101 anni e la testimonianza dei Natale del dopoguerra: “Una festa d’amore. Differenza tra generazioni? Oggi i giovani hanno meno opportunità”

In questi giorni che ci separano dal Natale, dove tutti noi siamo immersi in affannose ricerche di regali o di cosa preparare per i grandi pranzi, trovandoci poi sempre annoiati sia da ciò che compriamo o riceviamo come doni, sia da ciò che portiamo in tavola che poi molto spesso per gran parte tra mille critiche finisce nell’immondizia, noi di Agorà abbiamo pensato di chiedere ad un signore anziano com’erano i Natali di guerra o dell’immediato dopo guerra, dove forse c’era la fame ma si era più uniti, più solidali e (perché no?) più felici. Abbiamo perciò intervistato il sig. Angelo (nome di fantasia) che abita a Marino e ha la veneranda età di 101 anni.

Sig. Angelo, si ricorda il suo primo Natale del dopo guerra, come erano vissute le festività da voi in quegli anni?
“I Natali che ricordo da piccolo erano una grande festa, perché si mangiava e anche più degli altri giorni, mia mamma e mia nonna si mettevano a cucinare per tutti noi parenti che occupavamo quattro tavole e nella grande cucina di una volta quella col fuoco in vista, si cucinava, erano giornate nelle quali si scherzava molto, soprattutto quando si giocava a tombola, eh sì per noi non era Natale senza il chiasso e la confusione della tombola, però se mi permetti il ricordo più forte è un altro.
Devi sapere che io sono stato in guerra come militare con la Marina italiana e sfortunatamente il dragamine sul quale ero di servizio fu affondato il primo giorno di combattimento e io sono stato fatto prigioniero dagli inglesi, con molti altri dell’equipaggio e portato in un campo di concentramento in una città africana della quale adesso non ricordo il nome, sono stato due anni lì e poi portato in Australia per sette anni.
La mia famiglia a Marino mi dava per morto, ma nel 1947 sono tornato a casa, ero così magro e privo di umanità che non ricordavo neanche come da Anzio dove fui lasciato si arriva a Marino; ecco quel giorno mancava poco al Natale e a casa facemmo una festa enorme alla quale partecipò tutto il paese, ecco quello è il mio ricordo più bello, rivedere tutti ma in particolare la mia mamma dopo quasi dieci anni”.

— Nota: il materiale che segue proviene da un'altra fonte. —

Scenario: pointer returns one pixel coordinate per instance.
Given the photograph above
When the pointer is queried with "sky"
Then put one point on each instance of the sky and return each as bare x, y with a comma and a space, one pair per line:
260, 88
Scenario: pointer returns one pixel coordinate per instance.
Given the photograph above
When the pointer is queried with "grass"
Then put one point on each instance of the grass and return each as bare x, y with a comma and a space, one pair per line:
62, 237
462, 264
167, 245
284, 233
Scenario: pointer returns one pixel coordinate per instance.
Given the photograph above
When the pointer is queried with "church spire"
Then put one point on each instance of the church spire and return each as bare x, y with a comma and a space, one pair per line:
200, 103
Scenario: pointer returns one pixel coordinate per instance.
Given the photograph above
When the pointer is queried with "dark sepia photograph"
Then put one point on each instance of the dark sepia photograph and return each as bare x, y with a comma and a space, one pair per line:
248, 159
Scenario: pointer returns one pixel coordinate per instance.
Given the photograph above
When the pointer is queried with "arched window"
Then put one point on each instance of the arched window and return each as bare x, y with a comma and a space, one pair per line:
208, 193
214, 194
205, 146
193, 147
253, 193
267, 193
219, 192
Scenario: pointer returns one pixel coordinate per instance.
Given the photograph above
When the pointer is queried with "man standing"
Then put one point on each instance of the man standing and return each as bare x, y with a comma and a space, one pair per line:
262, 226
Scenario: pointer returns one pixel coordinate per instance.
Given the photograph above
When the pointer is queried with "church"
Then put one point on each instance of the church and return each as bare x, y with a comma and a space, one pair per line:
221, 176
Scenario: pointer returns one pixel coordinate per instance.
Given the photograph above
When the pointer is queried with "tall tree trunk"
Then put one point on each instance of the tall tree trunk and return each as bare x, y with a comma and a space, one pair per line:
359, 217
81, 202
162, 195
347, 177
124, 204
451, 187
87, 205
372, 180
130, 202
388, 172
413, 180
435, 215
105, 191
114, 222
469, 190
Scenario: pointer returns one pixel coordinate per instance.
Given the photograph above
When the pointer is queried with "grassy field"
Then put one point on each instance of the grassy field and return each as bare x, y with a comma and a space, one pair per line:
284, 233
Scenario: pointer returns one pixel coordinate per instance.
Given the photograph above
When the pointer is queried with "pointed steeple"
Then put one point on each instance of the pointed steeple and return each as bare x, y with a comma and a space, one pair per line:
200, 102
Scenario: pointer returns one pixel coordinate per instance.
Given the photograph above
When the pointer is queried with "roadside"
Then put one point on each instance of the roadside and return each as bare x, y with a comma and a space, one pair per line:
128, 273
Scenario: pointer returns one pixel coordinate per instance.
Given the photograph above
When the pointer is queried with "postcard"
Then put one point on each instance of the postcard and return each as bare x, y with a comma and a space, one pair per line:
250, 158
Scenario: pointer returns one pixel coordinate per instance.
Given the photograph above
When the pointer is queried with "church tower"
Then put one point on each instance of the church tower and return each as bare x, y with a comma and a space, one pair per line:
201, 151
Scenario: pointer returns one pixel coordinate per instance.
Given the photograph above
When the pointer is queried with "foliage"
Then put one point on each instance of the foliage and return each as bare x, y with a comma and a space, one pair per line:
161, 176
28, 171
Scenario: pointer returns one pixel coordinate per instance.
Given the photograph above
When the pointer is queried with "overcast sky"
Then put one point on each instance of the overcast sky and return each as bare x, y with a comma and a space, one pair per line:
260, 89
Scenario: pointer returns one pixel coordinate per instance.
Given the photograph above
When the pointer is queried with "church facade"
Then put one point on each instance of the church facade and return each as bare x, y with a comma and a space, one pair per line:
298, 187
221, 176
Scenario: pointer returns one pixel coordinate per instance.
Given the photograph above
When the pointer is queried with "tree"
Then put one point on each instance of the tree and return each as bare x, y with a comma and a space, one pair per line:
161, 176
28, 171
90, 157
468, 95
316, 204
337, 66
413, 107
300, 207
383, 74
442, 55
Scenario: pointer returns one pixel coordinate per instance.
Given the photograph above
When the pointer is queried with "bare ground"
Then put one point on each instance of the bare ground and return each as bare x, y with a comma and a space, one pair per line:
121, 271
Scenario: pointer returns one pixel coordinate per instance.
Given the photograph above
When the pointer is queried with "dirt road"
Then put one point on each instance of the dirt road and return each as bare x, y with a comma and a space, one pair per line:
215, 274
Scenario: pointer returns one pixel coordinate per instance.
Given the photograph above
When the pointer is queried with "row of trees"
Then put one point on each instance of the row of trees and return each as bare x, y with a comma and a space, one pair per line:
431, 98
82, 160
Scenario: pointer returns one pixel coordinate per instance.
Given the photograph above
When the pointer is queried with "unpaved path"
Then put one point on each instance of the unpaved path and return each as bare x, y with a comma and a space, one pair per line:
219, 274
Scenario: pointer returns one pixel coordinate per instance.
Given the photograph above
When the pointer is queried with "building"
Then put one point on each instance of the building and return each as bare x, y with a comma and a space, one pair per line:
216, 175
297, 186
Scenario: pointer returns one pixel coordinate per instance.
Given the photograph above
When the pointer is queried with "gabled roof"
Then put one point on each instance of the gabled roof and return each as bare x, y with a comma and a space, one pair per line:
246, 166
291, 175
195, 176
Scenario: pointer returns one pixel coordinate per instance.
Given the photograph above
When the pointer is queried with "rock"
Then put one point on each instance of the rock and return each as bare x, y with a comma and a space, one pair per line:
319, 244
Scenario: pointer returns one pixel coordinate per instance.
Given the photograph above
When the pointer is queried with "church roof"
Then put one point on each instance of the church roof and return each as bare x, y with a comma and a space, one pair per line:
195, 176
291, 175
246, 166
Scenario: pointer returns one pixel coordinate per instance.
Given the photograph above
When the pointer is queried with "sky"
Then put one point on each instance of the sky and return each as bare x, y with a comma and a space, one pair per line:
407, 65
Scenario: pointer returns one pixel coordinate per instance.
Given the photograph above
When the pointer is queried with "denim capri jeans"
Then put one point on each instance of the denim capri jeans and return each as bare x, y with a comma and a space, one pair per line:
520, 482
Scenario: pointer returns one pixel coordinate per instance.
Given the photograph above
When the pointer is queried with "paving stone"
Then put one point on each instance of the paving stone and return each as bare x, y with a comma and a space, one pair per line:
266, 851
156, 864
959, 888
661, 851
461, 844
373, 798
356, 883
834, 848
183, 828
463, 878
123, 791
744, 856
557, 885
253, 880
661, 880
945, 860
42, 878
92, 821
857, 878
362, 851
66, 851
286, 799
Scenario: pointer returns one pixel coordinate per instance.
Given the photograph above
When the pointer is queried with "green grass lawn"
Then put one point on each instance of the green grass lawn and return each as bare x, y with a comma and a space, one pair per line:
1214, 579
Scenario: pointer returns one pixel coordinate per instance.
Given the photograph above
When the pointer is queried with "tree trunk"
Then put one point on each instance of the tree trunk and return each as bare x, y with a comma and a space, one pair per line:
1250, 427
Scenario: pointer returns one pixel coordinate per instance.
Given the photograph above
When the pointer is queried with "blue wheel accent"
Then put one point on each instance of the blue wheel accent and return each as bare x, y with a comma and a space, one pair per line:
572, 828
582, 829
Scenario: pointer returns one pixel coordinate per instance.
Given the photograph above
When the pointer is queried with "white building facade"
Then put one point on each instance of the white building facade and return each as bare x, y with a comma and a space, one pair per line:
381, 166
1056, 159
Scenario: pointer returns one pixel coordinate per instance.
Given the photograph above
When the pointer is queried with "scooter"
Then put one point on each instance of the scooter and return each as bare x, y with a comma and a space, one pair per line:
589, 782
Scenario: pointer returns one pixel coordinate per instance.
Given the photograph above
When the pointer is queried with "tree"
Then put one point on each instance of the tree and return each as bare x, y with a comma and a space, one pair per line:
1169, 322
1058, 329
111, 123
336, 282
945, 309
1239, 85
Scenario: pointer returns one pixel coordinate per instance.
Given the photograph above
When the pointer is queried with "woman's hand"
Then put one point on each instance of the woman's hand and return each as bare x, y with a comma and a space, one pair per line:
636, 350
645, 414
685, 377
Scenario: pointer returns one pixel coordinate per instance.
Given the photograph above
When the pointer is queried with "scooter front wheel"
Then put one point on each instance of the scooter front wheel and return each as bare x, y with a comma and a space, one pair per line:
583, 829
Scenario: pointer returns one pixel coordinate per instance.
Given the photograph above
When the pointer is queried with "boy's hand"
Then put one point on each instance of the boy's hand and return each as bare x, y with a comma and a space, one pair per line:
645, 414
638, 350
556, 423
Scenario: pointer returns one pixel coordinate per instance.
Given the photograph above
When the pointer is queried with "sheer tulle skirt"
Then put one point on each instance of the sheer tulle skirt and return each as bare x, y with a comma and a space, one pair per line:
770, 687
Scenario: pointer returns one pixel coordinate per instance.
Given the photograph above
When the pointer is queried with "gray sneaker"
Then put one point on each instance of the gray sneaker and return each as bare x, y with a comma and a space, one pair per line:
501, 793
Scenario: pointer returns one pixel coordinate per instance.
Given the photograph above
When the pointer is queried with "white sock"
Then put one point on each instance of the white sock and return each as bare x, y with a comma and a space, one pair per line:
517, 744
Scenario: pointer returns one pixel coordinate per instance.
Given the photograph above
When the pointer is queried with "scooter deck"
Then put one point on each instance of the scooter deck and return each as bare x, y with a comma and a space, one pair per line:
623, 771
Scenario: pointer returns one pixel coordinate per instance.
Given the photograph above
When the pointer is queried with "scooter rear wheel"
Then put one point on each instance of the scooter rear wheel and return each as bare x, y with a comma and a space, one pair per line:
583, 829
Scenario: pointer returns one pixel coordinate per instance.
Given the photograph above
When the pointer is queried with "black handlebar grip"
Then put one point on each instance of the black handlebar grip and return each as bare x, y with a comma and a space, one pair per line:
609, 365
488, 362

Durante il pranzo di Natale i bambini leggono le loro letterine, voi generazione della guerra quali speranze avevate per il futuro?
“Io ho sempre amato lavorare e il mio sogno era lavorare per costruirmi una casa e avere una famiglia, pensa che a dodici anni andai a fare lo stagnino, cioè colui che portava i materiali all’idraulico nei cantieri e a forza di schiaffoni e insulti ho imparato il mestiere di idraulico.
La guerra ha interrotto i sogni di molti di noi, io invece, sono stato fortunato perché sono sopravvissuto e tornato a casa ho ripreso a fare lo stagnaro, successivamente ebbi il posto di tranviere e con i piccoli lavoretti d’idraulica che facevo misi da parte un gruzzoletto per comprarmi un pezzo di terra, dove con tanti sacrifici ci ho costruito la mia casa”.

Ricorda qualche piccolo dono in particolare di Babbo Natale o di Gesù bambino?
“Allora non c’erano soldi da spendere, il regalo più bello per noi era poter mangiare, poi a Natale mangiavano il primo ed il secondo ed era una gioia soprattutto per me che nei campi di concentramento ho visto letteralmente uomini morire di fame, cadevano per terra e morivano, non potrò mai dimenticare quell’orrore e non ti nascondo che ancora oggi ogni tanto quando sono a tavola ripenso a quelle persone.

La sua è una bella testimonianza per noi, in particolare per i giovani; lei cosa pensa delle nuove generazioni, sono migliori o peggiori della vostra?
“Sono uguali ma hanno meno possibilità, vedi l’Italia l’abbiamo ricostruita noi con la nostra tenacia di fare, costruire, vivere, soprattutto le donne, sì loro hanno fatto il più del lavoro, però lo stato ci aiutava; per esempio quando prima ti dicevo della casa, ebbene se tu volevi costruire andavi al comune e con il funzionario bastava una stretta di mano tra galantuomini e poi su ogni costruzione che facevi solo con le tue forze lo stato ti riconosceva che quella fatica era non solo per te ma indirettamente anche per la nazione e ti aiutava non facendoti pagare le tasse su quell’immobile per venti anni, oggi se un giovane vuole costruire qualcosa la burocrazia lo costringe a mille permessi solo per averla pensata.
Se non ti annoi ti faccio un altro esempio; quando stavo costruendo la casa, mi accorsi che un muro era troppo lungo e toccava la proprietà vicina, allora andai al comune dal funzionario per spiegargli il problema e lui senza troppo stare a pensarci prese carta e penna e disegnò una curva dicendomi: “ e tu in questo punto il muro fallo curvo” ecco io sono convinto che i giovani di oggi se messi nelle condizioni di farlo potrebbero fare molto”.

La gioia più bella del Natale che sta per arrivare?
Avere ancora mia moglie accanto a me, sono settant’anni di matrimonio e anche se oggi siamo pieni di acciacchi e malattie, quando mi sveglio e la vedo al mio fianco, sono felice.